Not sure why the third field is there if it's always 0, but OK. The first and last were obvious, and the second was easy to infer. The last record has no fields, and the three immediately before it are without a fourth field; not sure why. All three are groups, and their SIDs are:
S-1-5-112-700-4160
S-1-5-112-700-5132A485-ADEE-5842-9490-856FFFFF2D6D
S-1-5-112-700-A22CF327-25C3-DB2A-A8DF-7BE586F11FBD
This database contained no binary blobs, so the dump file is plain ASCII text (the strings were originally Unicode but converted to ASCII gracefully). In the interest of making it easier to analyze, I ran a quick pass over the dump with sed and produced a CSV, which is attached.

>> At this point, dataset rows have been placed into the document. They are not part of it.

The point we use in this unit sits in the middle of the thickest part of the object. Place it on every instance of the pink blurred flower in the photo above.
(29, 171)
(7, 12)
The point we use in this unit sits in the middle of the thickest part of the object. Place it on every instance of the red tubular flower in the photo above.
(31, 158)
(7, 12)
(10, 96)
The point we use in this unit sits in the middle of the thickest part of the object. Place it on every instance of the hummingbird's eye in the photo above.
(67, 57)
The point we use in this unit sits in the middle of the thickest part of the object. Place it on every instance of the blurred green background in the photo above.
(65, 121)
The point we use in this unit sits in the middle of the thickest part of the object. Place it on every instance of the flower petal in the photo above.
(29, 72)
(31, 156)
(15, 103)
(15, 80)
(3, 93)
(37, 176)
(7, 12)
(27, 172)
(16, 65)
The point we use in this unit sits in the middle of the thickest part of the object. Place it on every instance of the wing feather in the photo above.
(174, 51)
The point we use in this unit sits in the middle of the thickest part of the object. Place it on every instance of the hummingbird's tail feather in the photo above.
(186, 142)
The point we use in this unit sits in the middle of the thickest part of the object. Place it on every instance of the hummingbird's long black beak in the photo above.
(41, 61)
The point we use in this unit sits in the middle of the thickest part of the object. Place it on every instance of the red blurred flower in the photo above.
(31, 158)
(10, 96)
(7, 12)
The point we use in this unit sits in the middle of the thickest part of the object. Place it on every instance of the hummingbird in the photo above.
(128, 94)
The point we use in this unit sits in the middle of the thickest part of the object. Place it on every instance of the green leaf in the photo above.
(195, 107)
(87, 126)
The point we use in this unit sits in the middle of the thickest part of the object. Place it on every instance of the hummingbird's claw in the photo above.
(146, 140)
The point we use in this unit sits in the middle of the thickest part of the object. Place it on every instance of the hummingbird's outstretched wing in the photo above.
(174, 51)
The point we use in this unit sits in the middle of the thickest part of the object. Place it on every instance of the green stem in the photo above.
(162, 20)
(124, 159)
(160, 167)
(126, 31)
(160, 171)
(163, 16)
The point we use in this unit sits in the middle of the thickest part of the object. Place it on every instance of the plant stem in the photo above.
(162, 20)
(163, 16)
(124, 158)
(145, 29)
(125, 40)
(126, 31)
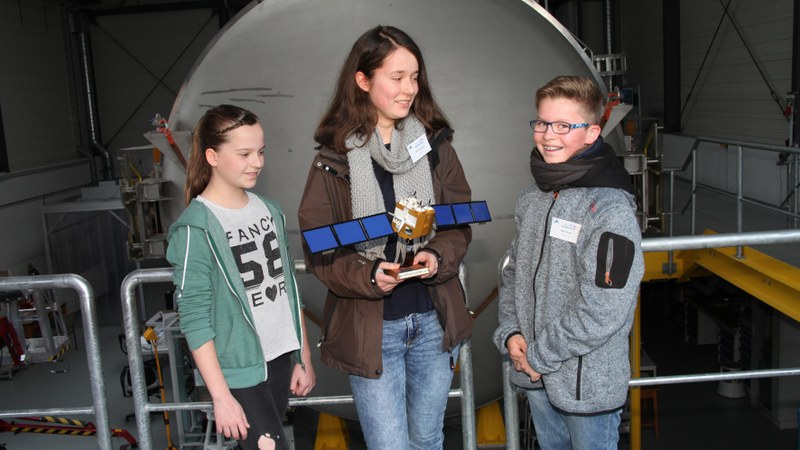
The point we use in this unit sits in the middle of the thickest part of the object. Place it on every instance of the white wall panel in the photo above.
(644, 48)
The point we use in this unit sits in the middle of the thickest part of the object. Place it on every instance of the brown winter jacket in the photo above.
(353, 315)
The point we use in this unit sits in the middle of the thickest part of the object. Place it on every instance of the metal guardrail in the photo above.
(793, 210)
(142, 406)
(93, 359)
(511, 408)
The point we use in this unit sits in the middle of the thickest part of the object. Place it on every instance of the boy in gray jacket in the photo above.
(569, 290)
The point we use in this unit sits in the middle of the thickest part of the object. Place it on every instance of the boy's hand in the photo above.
(303, 380)
(230, 419)
(517, 351)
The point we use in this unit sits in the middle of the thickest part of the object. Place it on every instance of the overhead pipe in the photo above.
(87, 71)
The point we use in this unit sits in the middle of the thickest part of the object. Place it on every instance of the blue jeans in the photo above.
(404, 408)
(556, 430)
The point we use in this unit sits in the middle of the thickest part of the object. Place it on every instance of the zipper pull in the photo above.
(609, 261)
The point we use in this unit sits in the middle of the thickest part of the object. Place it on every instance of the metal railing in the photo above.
(142, 406)
(93, 359)
(653, 245)
(793, 210)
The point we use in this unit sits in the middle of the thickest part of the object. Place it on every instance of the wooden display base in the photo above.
(408, 272)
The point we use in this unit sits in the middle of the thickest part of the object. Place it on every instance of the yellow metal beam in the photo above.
(769, 280)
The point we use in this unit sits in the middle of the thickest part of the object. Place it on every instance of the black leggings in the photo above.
(265, 404)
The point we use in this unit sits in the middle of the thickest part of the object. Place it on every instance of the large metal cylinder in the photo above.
(485, 59)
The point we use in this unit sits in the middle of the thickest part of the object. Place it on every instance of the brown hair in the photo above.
(582, 91)
(351, 110)
(211, 132)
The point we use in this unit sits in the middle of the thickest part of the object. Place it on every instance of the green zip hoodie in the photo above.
(211, 295)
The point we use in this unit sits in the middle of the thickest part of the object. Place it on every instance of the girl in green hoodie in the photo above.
(237, 297)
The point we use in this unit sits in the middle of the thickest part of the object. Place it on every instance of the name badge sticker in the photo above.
(565, 230)
(419, 148)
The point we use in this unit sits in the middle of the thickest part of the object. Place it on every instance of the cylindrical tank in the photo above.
(485, 59)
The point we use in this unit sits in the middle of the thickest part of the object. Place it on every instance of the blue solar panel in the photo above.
(320, 239)
(377, 226)
(463, 213)
(444, 215)
(349, 232)
(480, 210)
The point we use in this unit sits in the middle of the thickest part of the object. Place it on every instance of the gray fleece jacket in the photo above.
(570, 289)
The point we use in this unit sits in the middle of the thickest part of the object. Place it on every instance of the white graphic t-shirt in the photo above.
(252, 236)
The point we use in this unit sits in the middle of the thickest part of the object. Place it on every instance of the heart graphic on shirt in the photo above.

Then, there's the GroupMemberships database. I think this one is probably less important for our concerns, but I wanted to take a look anyhow. It's the simplest so far, though that's not necessarily good. Each record has two fields, and both are just 32-bit ints.
0) Ranges from 0x30000006 to 0x3F0004A6, though the the third through fifth hex digits are always 0. Includes duplicates.
1) Ranges from 0x31000008 to 0x3100007A, then from 0x32000380 to 0x3200038C. Includes duplicates.
The mappings appear to be many-to-many (each account in multiple groups, each group holding multiple accounts) as expected. I'm guessing the first column is accounts and groups, and the second is the groups that the account or group belongs to. Given that some values appear in both columns (through in different records), I'm guessing nesting of groups is allowed.
I dumped and CSV-d this database, and it is attached as well. Ideas as to what's up with it are welcome too.